Behavioural Advertising: A Self-Reflection

Through real-time bidding, intimate and very detailed information about you may end up in databases owned by companies you have never heard about without you ever consenting to it.

If you could slow down time, I mean really slow it down, you would be able to see that the adverts on lots of the websites you visit aren’t just there waiting to be seen. It does take time, though very little, for the advertisers to serve you with them. You. Not someone else. You get there, they identify you, you get measured up, then potential advertisers decide whether you are worth it, they wrestle a bit, and finally, the winner takes the opportunity to catch your attention. Voila. You are now served with an advertisement on the best pink running shoes for mixed surfaces for people with neutral gait. Awesome. You are happy. Besides being able to read the article you visited the webpage for, you get some potentially useful commercial information. All is good, for everyone. You are not bothered by ads you have no interest in. The advertiser does not pour money out of the window. It is all very efficient. Long live efficiency.

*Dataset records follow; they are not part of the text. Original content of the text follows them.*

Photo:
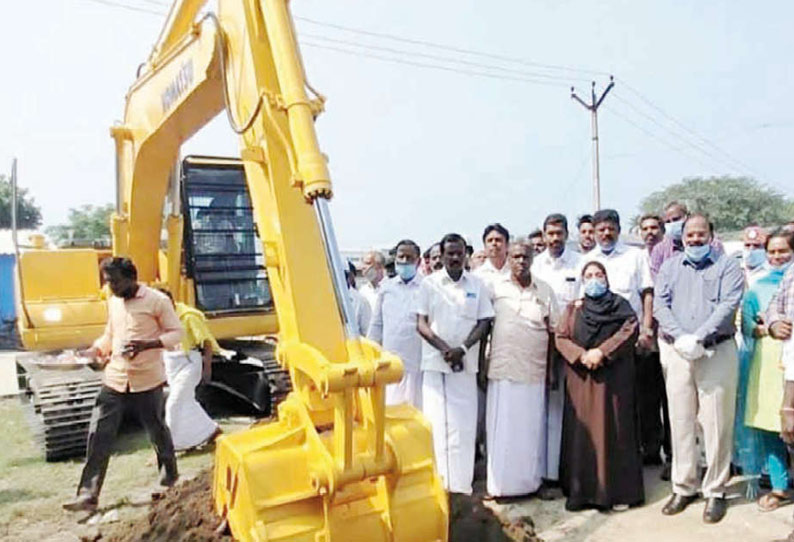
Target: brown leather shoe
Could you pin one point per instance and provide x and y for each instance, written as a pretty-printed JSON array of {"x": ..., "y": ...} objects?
[
  {"x": 84, "y": 502},
  {"x": 677, "y": 504},
  {"x": 715, "y": 509}
]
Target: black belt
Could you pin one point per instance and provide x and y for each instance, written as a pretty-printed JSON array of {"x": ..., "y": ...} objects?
[
  {"x": 708, "y": 343},
  {"x": 717, "y": 339}
]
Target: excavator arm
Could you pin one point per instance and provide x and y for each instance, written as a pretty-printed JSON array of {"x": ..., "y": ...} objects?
[{"x": 337, "y": 464}]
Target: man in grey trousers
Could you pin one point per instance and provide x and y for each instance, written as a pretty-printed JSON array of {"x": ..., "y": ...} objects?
[{"x": 697, "y": 293}]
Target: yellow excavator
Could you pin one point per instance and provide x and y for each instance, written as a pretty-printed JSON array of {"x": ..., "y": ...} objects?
[{"x": 337, "y": 465}]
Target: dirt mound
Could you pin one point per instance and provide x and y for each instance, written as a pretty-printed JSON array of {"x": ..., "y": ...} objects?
[
  {"x": 185, "y": 513},
  {"x": 470, "y": 520}
]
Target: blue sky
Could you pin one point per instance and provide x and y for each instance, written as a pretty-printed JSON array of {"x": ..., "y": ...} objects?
[{"x": 421, "y": 151}]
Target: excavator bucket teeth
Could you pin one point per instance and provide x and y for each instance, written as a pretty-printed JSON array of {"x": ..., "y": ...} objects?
[{"x": 265, "y": 484}]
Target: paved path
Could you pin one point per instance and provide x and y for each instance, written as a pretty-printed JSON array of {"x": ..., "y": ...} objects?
[{"x": 743, "y": 523}]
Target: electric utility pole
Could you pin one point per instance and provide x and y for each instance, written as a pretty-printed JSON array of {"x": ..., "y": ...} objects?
[{"x": 593, "y": 108}]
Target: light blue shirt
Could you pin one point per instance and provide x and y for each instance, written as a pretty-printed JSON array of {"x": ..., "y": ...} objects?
[{"x": 699, "y": 299}]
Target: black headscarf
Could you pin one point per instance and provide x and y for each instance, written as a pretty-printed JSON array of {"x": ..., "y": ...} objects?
[{"x": 600, "y": 317}]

Unfortunately, this is not the full story. And the full story is a bit less rosy. What I have just described as a wrestling match for the opportunity to catch your attention between potential advertisers is, in the world of advertising, called ‘real-time bidding’, or RTB for short. In those milliseconds when RTB is happening, information about you is being broadcast to hundreds or thousands of companies. This may include information about your exact location, what you read, listen to or watch online, information about your health or sexual behaviour, and unique codes with which companies can continue to follow you online. That is, through RTB, intimate and very detailed information about you may end up in databases owned by companies you have never heard about without you ever consenting to this in any genuine sense.

Nobody really knows what happens to all that personal data, who uses it, when, and how. Presumably, those organisations that set the standards for RTB do not want to sell you out. But, as our fellow-campaigner, Bits of Freedom points out, they make it possible and do nothing against it. You may recall when Facebook made the leaking of personal data possible and did nothing against it. At that time, we ended up with the Cambridge Analytica scandal and some unsatisfactorily democratic new political strongmen. Something very similar could also happen with real time bidding. And by the way, it is not only your democracy that is being put at risk through this practice. You are at risk too. Measures to maintain effective control over your personal and sometimes very intimate data are missing. Data that can be tied to you gets broadcast.

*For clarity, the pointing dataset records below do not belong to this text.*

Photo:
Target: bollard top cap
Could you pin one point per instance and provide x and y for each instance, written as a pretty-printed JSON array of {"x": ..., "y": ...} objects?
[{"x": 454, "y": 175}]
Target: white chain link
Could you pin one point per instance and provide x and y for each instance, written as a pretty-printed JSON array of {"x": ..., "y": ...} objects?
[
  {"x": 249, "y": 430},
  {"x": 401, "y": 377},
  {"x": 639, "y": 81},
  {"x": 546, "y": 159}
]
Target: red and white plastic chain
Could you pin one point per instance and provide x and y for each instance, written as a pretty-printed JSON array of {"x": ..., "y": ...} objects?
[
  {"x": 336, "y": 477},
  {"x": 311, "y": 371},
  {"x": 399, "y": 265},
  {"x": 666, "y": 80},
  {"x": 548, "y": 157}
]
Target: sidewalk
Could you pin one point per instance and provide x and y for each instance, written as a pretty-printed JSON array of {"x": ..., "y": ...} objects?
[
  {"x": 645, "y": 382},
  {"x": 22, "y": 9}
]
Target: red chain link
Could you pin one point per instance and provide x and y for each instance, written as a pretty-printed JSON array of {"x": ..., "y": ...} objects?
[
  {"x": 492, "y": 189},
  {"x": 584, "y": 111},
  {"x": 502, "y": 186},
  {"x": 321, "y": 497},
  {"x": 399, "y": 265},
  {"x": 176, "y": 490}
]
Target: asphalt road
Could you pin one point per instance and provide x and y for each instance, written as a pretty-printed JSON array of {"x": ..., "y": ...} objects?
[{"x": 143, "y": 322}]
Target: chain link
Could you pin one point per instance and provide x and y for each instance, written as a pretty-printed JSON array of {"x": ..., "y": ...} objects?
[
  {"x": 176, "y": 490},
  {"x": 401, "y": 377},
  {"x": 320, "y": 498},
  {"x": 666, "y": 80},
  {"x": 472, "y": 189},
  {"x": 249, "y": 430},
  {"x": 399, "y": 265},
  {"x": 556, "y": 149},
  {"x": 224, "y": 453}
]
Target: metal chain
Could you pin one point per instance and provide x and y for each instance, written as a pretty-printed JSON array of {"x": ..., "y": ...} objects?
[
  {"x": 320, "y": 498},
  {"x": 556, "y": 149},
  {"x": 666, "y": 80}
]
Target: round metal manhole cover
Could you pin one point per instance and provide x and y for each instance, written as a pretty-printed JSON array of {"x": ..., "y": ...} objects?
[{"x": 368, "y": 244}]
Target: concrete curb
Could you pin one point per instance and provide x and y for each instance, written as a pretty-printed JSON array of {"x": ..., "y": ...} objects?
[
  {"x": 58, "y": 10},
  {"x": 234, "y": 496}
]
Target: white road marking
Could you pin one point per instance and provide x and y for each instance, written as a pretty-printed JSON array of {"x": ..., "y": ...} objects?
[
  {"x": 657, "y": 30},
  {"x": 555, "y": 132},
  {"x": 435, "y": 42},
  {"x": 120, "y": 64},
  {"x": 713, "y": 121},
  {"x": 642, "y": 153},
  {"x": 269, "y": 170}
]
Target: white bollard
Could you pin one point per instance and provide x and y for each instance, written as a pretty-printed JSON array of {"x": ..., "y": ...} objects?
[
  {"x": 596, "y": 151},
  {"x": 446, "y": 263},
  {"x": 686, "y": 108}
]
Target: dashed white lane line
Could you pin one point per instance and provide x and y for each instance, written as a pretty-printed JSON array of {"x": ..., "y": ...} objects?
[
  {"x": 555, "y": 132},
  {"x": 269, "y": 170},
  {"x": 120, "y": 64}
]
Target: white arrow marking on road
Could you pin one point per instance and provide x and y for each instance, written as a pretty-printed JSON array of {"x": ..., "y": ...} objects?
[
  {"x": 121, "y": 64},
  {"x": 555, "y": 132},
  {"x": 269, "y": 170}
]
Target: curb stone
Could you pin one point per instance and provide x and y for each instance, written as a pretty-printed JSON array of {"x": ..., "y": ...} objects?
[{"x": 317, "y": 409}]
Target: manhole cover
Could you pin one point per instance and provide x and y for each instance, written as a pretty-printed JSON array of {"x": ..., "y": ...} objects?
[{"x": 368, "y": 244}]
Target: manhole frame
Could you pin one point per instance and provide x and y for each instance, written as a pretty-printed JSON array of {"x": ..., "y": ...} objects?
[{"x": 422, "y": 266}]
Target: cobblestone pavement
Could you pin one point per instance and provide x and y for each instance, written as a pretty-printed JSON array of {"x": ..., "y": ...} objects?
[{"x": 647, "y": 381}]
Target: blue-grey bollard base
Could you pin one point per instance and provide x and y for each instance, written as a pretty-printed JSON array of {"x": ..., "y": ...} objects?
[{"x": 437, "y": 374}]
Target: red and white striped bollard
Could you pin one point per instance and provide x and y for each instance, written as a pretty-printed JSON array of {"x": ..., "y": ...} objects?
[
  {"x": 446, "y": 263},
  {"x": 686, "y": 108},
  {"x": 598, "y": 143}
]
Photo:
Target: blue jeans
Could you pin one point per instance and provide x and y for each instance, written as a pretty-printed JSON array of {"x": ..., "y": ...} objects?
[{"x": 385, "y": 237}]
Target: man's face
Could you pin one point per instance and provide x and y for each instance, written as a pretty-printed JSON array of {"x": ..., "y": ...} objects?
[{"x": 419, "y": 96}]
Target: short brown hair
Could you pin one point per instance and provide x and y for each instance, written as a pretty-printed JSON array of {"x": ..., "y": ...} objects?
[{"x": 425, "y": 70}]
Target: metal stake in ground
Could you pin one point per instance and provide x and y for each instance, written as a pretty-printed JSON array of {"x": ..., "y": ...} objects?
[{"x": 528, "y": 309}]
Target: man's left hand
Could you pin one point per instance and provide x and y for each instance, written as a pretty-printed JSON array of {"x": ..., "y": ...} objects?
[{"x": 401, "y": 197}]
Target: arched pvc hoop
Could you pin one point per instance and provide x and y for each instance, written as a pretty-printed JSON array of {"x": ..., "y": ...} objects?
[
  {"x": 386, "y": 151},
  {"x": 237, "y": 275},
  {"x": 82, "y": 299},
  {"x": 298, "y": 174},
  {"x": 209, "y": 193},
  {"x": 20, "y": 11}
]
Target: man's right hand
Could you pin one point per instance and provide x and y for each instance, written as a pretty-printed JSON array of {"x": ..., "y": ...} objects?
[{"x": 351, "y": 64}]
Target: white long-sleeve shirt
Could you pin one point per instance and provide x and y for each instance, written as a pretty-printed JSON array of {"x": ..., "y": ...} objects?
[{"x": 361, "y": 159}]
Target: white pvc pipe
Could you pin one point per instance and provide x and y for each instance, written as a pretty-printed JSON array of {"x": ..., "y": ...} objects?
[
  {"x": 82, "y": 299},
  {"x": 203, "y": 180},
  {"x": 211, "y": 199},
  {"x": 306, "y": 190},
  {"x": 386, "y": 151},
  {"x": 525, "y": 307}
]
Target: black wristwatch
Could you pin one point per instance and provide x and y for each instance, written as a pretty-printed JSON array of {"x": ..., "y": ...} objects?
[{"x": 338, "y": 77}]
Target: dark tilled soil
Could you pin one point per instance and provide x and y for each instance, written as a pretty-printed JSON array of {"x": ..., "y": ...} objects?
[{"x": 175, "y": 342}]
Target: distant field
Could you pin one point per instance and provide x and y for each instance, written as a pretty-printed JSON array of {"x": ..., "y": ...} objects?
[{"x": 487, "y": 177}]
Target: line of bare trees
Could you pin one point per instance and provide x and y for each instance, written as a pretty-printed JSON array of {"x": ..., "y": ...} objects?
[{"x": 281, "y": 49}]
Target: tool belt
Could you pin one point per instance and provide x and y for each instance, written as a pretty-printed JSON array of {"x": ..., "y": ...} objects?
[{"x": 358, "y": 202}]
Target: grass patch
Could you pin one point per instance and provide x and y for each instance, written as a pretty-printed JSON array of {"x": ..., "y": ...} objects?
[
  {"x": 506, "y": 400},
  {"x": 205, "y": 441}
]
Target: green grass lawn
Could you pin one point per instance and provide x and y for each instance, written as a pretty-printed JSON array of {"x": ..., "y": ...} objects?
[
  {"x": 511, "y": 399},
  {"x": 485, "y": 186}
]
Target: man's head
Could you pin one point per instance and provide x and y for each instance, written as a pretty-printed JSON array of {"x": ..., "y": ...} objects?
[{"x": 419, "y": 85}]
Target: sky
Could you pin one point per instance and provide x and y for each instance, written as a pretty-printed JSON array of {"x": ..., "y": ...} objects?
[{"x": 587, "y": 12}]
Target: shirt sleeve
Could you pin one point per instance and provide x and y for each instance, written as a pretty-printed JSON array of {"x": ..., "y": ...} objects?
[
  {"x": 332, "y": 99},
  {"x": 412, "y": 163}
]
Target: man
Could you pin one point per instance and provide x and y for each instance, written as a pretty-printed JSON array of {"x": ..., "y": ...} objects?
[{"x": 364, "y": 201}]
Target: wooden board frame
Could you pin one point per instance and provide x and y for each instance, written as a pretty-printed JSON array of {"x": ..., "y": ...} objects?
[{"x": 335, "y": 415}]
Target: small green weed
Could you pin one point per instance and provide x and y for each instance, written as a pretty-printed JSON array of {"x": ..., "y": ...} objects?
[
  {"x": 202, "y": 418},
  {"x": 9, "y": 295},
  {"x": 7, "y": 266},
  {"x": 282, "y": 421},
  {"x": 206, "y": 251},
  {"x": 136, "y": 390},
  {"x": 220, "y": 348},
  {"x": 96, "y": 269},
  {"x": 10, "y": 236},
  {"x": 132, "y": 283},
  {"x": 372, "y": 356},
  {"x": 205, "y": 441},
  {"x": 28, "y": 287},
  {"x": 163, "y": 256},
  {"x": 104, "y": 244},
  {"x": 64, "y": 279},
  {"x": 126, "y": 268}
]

Some of you might shrug your shoulders now while humming that it doesn’t matter. Why would you want to hide what you read and where you are if you are an honest and law-abiding citizen? You may have a whole plethora of very justified reasons for that. I myself am in a very good relationship with my boss and colleagues, but I do not want them to know certain intimate details about my life. Information that could be easily derived from what I read on the internet. And I am a relatively uninteresting advocacy officer living in a very liberal country. People living in less fortunate circumstances may have much more pressing reasons for wanting to keep certain (completely legal) facets of their lives to themselves. These could be related to their chances of having proper health insurance, to their chance of getting a job, or to getting a good rate on a bank loan.

At this point you might ask why, if we at Liberties are such hardliners on personal data protection, we are still using behavioural advertising to deliver our messages on Facebook. From where you most likely arrived. Firstly, we do not use RTB. Second, we are not criticising anyone who uses RTB to sell their products. We are criticizing those who set the industry standards, and we want them to comply with the laws, which at present, as far as we can tell, they aren’t doing.

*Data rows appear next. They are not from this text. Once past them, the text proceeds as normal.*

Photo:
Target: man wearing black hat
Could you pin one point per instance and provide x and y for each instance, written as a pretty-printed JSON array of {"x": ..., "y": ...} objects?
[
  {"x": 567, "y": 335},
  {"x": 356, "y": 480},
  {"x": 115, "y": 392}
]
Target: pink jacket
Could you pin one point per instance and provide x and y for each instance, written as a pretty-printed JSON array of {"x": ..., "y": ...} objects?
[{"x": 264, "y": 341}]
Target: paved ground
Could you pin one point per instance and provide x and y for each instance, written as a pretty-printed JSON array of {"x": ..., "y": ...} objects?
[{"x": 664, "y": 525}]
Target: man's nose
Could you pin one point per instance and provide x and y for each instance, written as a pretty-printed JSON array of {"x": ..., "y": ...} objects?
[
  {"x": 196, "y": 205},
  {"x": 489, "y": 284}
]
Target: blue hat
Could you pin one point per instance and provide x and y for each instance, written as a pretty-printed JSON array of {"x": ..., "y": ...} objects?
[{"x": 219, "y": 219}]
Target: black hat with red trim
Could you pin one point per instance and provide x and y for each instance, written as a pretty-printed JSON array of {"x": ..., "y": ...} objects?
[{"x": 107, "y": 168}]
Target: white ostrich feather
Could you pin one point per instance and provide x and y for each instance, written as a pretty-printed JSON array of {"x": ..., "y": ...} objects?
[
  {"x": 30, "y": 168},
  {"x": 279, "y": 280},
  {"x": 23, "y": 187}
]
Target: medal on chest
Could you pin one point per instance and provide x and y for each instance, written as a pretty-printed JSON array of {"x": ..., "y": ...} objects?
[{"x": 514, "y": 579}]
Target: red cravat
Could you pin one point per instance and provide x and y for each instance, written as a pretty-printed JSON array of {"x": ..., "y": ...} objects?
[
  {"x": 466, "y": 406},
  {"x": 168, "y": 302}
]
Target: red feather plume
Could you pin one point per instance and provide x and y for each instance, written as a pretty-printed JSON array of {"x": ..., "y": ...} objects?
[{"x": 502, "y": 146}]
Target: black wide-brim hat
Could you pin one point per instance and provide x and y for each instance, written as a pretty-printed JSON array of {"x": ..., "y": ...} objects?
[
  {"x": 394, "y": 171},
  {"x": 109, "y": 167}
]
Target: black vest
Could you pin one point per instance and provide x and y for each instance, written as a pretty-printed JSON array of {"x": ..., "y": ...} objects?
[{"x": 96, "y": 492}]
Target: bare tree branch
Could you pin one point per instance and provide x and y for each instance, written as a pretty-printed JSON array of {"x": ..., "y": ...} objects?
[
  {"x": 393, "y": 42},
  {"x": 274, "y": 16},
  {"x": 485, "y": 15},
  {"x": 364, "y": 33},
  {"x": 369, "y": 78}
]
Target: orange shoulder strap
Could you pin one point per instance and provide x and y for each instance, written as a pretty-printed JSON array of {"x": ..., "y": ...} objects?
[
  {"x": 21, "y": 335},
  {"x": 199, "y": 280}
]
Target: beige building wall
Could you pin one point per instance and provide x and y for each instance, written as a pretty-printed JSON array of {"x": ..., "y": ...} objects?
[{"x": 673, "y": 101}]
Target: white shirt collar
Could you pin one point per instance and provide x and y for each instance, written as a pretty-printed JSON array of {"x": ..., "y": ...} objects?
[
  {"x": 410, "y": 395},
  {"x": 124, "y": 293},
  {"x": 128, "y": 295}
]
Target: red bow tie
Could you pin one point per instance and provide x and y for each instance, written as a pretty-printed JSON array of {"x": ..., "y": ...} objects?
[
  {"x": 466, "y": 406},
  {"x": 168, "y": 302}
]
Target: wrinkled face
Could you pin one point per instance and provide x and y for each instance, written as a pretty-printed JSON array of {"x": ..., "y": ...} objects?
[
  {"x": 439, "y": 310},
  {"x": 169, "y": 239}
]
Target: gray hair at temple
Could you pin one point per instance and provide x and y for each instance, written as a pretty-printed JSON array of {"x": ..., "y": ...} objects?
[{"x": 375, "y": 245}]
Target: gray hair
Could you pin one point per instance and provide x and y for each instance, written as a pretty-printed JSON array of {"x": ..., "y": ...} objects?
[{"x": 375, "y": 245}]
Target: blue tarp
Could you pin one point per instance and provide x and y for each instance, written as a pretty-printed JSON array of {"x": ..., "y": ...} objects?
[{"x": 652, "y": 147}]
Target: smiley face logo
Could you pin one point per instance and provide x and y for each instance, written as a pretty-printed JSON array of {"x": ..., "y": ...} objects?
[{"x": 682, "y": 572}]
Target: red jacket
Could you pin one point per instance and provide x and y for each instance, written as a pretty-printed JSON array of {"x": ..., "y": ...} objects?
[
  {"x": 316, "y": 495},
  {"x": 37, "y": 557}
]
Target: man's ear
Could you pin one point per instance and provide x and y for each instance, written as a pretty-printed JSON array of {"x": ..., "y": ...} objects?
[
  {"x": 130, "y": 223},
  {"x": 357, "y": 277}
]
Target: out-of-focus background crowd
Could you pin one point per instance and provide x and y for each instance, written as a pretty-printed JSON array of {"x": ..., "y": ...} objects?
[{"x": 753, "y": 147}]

Those of you who have a very strong moral compass might say that while we are not criticizing the businesses and organisations that use RTB to sell their products or ideas, the natural conclusion of our arguments is that they are indeed morally corrupt, for by participating in it companies are maintaining a morally corrupt practice. Thus the only thing you can do to preserve your moral integrity as a business, or as an organisation like Liberties is total abstinence. No RTB, no Facebook targeted advertising, nothing of this sort.

But keep in mind that this is not a particularly good moral argument. The real world is messy. Sometimes things that are bad at first sight are exactly the right thing to do all things considered. If you are, for example, a business that sells environmentally conscious products, for the love of God, please don’t shoot yourself in the foot and cause yourself a competitive disadvantage by not using behavioural advertising. Use it for now. But while you are doing that, do fight for a world where businesses do not need to use such advertising to stay competitive and people’s personal data is kept safe.

This is exactly what we are doing too.